The separation was a shock for me and for her and led to personal growth experiences for both of us. She became more conscious of her needs and better able to effectively articulate them. The impregnable steel shell that made me impervious to some messages, while not shattered, became at least porous. We reconciled after six months.
It took hard work and pain to break down barriers, deepen our understanding of each other, accept our respective failings, and broaden our consciousness. This personal development constitutes for me an important achievement of our marriage. One of the challenges of marriage is for spouses to develop a shared commitment and orientation without sacrificing each other's individuality. Also, for a marriage to work, one partner cannot grow while the other remains suspended in a never changing time warp of habits and biases.
The creation of a caring, interconnected family is another achievement of our marriage.
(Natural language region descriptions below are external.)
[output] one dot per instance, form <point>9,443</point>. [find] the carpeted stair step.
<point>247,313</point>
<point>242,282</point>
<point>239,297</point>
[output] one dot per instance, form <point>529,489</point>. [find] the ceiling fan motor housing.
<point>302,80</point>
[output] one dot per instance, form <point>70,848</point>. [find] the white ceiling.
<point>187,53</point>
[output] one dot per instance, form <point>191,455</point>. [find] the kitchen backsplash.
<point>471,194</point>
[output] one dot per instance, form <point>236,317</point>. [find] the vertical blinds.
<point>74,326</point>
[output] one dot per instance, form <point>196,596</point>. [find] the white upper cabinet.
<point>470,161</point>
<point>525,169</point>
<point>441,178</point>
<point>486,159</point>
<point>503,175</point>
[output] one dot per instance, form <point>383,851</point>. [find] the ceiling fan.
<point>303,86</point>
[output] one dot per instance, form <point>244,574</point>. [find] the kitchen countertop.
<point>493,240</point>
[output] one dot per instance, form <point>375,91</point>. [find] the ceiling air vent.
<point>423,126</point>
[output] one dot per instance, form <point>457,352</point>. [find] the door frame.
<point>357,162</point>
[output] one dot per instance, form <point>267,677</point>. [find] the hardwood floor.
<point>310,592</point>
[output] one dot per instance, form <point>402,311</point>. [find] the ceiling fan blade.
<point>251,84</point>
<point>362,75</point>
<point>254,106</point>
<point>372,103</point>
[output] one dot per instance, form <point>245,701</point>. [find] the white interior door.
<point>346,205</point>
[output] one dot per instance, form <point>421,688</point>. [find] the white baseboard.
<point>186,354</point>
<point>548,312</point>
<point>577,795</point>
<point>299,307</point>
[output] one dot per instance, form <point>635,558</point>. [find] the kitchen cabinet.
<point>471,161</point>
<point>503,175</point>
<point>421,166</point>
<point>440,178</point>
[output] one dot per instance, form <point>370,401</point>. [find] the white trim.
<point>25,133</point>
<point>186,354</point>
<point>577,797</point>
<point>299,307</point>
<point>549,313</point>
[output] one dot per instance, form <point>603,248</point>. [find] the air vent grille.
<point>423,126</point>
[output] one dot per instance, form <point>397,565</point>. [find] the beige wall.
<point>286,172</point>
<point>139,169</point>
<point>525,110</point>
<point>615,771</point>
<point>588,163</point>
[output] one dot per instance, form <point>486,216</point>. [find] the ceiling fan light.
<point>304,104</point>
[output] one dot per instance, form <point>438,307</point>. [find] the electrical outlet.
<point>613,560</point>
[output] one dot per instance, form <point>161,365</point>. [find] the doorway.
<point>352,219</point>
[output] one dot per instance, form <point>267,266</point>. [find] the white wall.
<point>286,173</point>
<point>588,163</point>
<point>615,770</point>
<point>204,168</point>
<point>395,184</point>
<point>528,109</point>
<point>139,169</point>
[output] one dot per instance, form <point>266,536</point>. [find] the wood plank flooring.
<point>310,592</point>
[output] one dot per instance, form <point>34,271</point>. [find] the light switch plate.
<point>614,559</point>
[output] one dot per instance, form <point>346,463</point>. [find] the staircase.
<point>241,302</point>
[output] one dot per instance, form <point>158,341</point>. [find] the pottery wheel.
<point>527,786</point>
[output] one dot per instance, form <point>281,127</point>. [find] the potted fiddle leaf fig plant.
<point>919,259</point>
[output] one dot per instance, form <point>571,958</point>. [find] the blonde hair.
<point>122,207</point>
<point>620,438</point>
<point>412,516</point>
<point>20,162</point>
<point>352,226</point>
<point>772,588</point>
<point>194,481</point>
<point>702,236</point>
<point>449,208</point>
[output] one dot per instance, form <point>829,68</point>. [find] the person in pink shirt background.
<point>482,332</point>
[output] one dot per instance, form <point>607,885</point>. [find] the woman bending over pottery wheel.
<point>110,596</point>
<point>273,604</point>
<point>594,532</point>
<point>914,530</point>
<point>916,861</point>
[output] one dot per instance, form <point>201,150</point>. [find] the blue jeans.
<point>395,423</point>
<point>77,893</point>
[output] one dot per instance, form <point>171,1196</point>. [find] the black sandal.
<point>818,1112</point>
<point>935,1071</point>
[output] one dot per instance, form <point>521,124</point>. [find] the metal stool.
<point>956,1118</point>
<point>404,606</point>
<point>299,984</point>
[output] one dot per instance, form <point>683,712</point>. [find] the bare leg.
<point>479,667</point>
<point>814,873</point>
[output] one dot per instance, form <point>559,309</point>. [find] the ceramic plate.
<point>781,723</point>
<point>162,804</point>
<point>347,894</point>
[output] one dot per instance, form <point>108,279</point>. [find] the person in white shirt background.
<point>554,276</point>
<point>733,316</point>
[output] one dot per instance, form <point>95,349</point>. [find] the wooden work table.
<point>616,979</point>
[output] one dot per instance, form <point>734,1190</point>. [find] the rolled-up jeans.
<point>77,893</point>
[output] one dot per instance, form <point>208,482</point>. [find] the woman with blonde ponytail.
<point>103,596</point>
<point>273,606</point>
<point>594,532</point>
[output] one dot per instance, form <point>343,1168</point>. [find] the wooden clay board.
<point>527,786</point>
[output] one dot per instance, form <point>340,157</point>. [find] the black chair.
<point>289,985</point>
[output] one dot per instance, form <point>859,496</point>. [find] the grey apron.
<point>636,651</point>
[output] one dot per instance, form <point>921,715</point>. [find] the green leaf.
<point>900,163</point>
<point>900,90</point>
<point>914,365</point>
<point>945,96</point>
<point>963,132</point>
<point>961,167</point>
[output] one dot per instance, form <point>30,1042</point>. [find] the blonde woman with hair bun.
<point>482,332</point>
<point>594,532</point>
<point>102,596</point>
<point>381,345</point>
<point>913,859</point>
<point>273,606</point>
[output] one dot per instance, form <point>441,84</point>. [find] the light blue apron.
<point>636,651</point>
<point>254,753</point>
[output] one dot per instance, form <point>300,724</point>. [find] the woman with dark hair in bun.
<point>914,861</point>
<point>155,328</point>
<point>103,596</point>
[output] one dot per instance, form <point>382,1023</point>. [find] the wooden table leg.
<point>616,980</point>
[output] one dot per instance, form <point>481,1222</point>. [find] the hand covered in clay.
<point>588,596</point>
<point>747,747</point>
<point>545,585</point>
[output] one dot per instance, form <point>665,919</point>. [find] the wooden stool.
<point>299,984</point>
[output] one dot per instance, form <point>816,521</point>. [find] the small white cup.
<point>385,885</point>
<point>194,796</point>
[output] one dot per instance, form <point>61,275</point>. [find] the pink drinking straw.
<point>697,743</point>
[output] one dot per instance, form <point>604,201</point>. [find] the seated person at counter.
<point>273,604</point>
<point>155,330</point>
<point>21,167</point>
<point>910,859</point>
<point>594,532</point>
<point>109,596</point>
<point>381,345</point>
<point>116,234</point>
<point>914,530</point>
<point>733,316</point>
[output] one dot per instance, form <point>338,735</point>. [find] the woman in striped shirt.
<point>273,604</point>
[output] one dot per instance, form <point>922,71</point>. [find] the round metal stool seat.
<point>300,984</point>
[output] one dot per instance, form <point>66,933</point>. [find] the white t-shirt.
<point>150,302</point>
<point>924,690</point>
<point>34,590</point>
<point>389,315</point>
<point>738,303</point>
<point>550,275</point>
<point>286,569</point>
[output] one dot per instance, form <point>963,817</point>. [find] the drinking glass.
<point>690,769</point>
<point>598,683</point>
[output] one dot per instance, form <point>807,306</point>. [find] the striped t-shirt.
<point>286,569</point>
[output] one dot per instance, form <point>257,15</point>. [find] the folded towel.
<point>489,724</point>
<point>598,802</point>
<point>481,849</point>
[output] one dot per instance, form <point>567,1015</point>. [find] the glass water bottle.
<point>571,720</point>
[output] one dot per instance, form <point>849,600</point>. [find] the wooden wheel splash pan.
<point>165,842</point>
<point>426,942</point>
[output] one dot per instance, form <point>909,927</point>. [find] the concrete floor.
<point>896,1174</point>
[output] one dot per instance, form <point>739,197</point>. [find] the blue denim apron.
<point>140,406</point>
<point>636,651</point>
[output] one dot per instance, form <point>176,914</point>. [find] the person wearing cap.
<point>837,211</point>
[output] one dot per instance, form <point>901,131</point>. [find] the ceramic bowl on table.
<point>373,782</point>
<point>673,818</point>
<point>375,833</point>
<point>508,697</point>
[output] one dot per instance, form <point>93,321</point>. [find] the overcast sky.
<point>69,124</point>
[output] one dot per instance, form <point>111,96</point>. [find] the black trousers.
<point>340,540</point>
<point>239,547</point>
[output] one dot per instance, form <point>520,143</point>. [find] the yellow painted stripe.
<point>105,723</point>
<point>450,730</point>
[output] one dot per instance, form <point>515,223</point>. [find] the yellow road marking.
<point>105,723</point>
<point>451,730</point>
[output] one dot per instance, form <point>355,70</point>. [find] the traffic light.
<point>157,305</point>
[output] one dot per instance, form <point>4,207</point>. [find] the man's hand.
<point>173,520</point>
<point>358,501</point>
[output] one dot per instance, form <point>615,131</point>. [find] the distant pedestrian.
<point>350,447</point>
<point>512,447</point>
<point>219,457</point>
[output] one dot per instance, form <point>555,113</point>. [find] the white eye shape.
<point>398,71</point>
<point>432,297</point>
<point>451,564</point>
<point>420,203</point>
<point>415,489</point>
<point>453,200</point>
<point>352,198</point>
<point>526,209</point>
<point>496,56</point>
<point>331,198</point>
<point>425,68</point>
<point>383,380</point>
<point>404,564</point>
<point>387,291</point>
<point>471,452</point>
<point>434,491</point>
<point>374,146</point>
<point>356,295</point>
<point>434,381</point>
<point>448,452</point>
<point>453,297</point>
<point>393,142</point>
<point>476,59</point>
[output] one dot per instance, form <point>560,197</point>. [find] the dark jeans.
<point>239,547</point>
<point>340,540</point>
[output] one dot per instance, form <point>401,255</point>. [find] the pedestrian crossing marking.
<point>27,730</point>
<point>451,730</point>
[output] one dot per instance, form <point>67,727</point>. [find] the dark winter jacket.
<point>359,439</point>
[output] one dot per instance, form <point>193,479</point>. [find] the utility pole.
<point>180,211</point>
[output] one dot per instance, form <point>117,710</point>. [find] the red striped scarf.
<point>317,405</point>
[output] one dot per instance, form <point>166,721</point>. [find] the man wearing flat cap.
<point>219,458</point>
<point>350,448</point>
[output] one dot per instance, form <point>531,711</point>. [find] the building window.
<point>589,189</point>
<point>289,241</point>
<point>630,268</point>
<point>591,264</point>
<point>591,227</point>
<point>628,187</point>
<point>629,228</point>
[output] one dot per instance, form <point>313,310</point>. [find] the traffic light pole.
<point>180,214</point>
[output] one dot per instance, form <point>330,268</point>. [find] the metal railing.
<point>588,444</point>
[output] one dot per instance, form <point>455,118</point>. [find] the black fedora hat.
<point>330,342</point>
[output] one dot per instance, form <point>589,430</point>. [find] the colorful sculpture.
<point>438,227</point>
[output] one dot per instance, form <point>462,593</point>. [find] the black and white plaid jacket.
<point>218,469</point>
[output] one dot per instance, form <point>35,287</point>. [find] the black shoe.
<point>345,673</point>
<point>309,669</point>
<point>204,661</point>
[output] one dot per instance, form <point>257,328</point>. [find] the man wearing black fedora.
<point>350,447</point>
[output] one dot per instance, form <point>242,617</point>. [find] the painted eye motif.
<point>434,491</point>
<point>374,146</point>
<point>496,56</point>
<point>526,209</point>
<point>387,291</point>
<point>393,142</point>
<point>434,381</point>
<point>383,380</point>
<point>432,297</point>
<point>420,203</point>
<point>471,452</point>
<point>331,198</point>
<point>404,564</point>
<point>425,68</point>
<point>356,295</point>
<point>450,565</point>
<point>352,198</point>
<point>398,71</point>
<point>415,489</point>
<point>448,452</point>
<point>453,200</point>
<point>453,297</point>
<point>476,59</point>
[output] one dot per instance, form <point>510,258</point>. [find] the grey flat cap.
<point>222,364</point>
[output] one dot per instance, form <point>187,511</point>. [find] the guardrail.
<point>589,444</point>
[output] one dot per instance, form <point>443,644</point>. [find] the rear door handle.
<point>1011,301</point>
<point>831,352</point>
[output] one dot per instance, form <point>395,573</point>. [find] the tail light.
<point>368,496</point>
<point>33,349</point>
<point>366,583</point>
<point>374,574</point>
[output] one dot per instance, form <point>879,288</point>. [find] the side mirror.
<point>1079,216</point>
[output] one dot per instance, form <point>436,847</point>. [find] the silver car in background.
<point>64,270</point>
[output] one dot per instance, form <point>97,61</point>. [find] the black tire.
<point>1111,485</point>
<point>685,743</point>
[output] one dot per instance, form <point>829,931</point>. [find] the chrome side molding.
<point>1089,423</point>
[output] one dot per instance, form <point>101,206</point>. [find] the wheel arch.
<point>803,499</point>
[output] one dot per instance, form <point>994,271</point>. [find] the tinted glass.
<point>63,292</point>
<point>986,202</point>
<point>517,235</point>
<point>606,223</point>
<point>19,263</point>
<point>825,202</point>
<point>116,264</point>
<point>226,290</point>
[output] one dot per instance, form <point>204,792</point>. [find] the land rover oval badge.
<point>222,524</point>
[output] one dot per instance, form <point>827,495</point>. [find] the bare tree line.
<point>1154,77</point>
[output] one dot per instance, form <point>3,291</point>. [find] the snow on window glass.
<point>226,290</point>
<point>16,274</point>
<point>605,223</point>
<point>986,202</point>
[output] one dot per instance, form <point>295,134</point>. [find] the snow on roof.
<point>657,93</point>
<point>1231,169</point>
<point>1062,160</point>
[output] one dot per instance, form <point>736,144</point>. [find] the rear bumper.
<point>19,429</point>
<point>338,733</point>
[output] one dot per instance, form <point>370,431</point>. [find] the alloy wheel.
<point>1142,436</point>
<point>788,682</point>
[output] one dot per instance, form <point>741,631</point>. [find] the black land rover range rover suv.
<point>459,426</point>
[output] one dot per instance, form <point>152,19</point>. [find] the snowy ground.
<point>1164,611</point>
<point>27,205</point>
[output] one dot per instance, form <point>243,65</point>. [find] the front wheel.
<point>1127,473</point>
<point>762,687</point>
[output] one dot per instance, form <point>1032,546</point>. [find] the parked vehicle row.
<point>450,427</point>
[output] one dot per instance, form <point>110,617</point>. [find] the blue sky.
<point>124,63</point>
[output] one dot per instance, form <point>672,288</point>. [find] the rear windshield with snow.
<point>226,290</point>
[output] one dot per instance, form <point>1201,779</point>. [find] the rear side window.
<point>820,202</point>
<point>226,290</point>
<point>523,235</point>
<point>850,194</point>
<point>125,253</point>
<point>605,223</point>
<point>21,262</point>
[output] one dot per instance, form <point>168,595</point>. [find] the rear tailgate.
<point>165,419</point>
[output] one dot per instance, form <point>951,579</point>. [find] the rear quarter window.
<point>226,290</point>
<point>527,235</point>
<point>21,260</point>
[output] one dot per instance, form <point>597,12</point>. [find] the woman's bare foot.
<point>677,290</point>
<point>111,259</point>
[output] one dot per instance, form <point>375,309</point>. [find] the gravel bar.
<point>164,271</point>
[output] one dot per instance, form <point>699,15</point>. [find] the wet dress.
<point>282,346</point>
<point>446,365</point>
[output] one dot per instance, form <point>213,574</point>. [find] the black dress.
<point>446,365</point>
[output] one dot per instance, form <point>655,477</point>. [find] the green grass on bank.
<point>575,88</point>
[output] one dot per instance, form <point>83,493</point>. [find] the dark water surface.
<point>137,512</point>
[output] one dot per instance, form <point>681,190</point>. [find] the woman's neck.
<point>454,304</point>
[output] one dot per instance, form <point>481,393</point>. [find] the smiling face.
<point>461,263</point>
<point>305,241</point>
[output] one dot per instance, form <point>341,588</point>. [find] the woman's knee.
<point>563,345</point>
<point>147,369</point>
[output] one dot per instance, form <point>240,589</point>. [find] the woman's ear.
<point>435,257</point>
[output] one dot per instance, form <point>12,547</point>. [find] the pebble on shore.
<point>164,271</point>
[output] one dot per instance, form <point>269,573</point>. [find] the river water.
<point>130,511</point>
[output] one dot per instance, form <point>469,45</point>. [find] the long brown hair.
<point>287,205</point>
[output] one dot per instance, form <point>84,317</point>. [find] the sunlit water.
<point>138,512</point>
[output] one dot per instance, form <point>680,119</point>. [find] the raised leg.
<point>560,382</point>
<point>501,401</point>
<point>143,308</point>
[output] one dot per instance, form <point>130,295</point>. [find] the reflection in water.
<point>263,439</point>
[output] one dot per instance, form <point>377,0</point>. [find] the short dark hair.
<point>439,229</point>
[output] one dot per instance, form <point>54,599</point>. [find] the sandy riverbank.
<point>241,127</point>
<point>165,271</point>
We are fortunate in having thoughtful and accomplished children who are each creating their own families. A third achievement is a home we enjoy and that serves as a sanctuary and place of support as well as a place for entertaining family and friends. A fourth achievement is a network of friends whom we both care for and enjoy. They care for us, and occasionally surprise us with an anniversary basket. A reminder of our love and life together.
I think our marriage illustrates in many ways the gratifications afforded and dilemmas posed by the institution of marriage in our contemporary society. The betrothed are typically two individuals who have only superficial knowledge of each other (although they may believe otherwise) and who, while relatively young, make a lifetime commitment to share a home, raise a family, and remain together. They will have little control over most of the pressures, demands, and problems that life experiences inevitably pose.
In addition to coping with unpredictable events in the external world, the spouses need to adjust to each other's idiosyncrasies as they interact daily and as they change. Hopefully the partner will further develop, deepen, and expand their interests and sensibilities.
The marriage that allows for the gratification and support provided by sharing plus personal growth and development for each partner is the marriage we should all strive for. Reaching that goal takes constant work. And work on the part of the marital partners is what is required to make a marriage truly work.